Da parallel zum Ausbruch der im Creature Design auf Ekel spekulierenden Creeps eine Liebesgeschichte nach klassischem Muster von 80er-Jahre-High School-Komödien erzählt wird, gar inklusive vermittelndem Sidekick der schüchternen Hauptfigur, könnte man auf den Gedanken kommen, dass die Anfang des Jahrzehntes ins Bewusstsein der Bevölkerung getretene Krankheit Aids gewissermaßen durch die Creeps mitgetragen wird. Während munter Horrorklassiker zitiert werden und sämtliche Charaktere gar die Namen berühmter Genre-Regisseure tragen, distanziert sich “Night of the Creeps” fast unbemerkt von ehemaligen Dogmen. Wer vom Parasiten befallen wird und damit dem Schicksal erliegt, durch einen platzenden Kopf Dutzende neuer Creeps zu gebären, hängt nicht mehr von seiner moralischen Integrität ab, sondern eher vom Zufall. Der wahnsinnige Axtmörder, in den Siebzigern, aber auch danach oftmals noch die über die Moral leichtfertiger Jugendlicher richtende und sie dann auch henkende Instanz, wird in diesem Film gar selbst gerichtet - von einem Polizisten, der Rache für seine getötete Frau nimmt. Als jener Axtmörder dann später durch die Creeps wiederbelebt als fauliges Geschöpf an die Oberfläche zurückkehrt (“The Dead Will Walk The Earth”), muss man annehmen, dass der sich mit Alpträumen plagende Polizist nun endlich von seinem eigenen Opfer heimgesucht wird - doch ganz im Gegenteil verendet das verrottete Wesen unspektakulär in einer Gosse und gibt den Ermittlern auch noch Hinweise darauf, wo die zuletzt gesichteten Zombieerscheinungen herrühren mögen.

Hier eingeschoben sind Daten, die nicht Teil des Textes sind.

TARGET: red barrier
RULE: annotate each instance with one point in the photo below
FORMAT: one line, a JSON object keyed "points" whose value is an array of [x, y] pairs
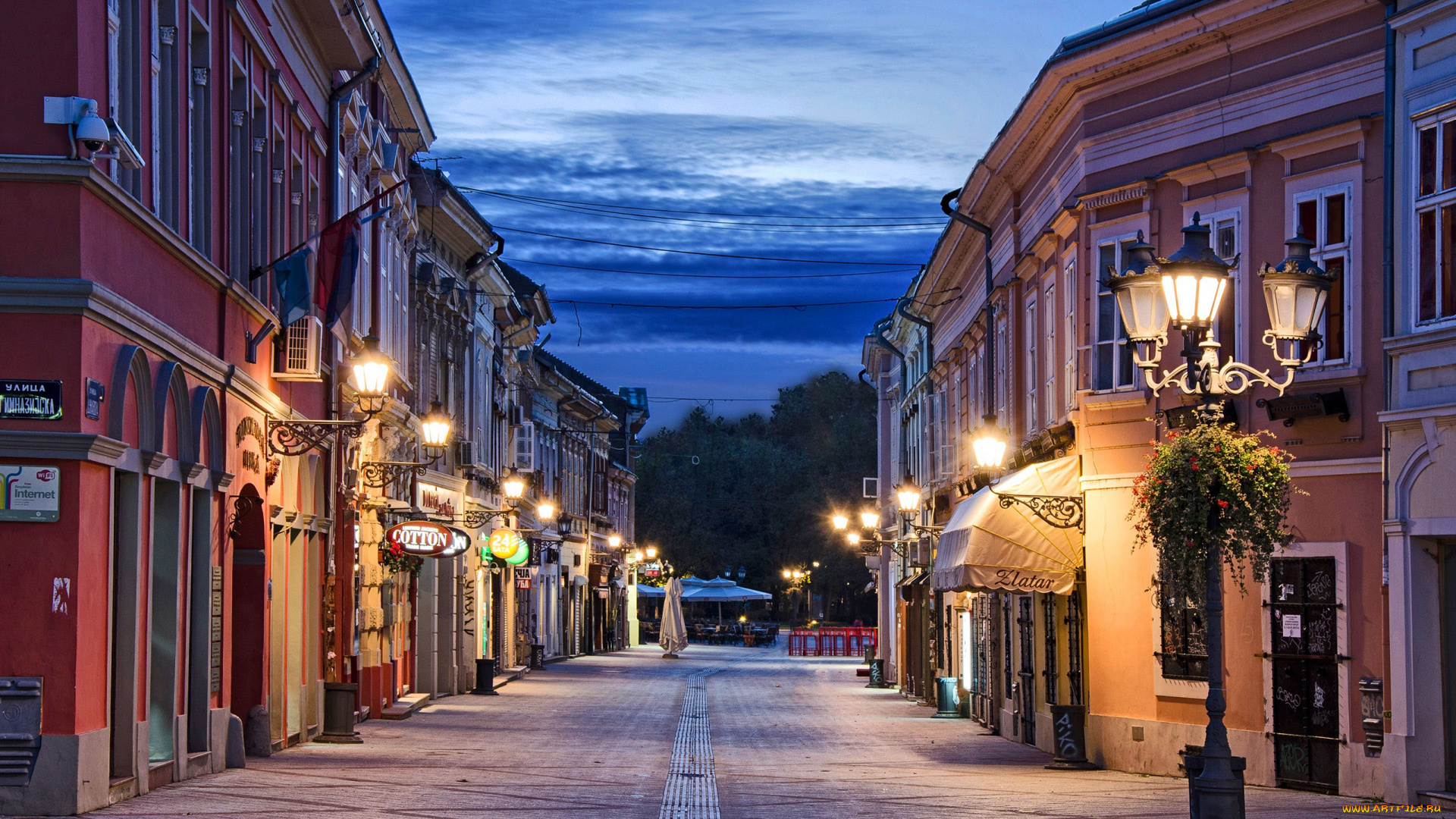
{"points": [[832, 642]]}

Auch sonst geizt der Handlungsverlauf nicht mit Überraschungen, was das unerwartete Ableben von Figuren betrifft, deren Tod man in der Regel nicht erwarten würde - einfach aufgrund der Erfahrungen mit ähnlichen Filmen. Auch wenn diese Richtung mit dem Ende nicht hundertprozentig durchgehalten wird.
Die Effekte sind gemessen am Budget ordentlich, vor allem interessant ist allerdings die Art ihrer Darstellung; Blut fließt kaum, eher zeigt das Effekteteam eine Vorliebe für “Aufbrechendes”, das dem trockenen Gekotze eines Kranken gleichkommt. Im Endresultat leicht monoton brechen Schädel immer wieder entzwei und geben die Brut der glänzenden Körper frei, allerdings hat man mit der Rasenmäher-Szene immerhin eine der berühmtesten Szenen der Splatterfilmgeschichte inspiriert - Lionels Endabrechnung mit den Zombies aus “Braindead”.

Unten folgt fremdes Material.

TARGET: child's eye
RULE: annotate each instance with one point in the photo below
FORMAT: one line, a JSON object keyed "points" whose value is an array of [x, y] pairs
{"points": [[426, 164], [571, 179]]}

Dass im Zuge der Verballhornung von Teenieromanzen und anderen Horrorfilmen mitunter deren klassische Schwächen mit übernommen werden, gehört zum grundsätzlichen Risiko. Spaß macht “Night of the Creeps” aber heute immer noch, auch wenn insbesondere die Love Story inzwischen arg angegilbt ist. Aber irgendwie gehört das ja auch wieder zur nekrophilen Ausrichtung... wir sind alle biologische Masse.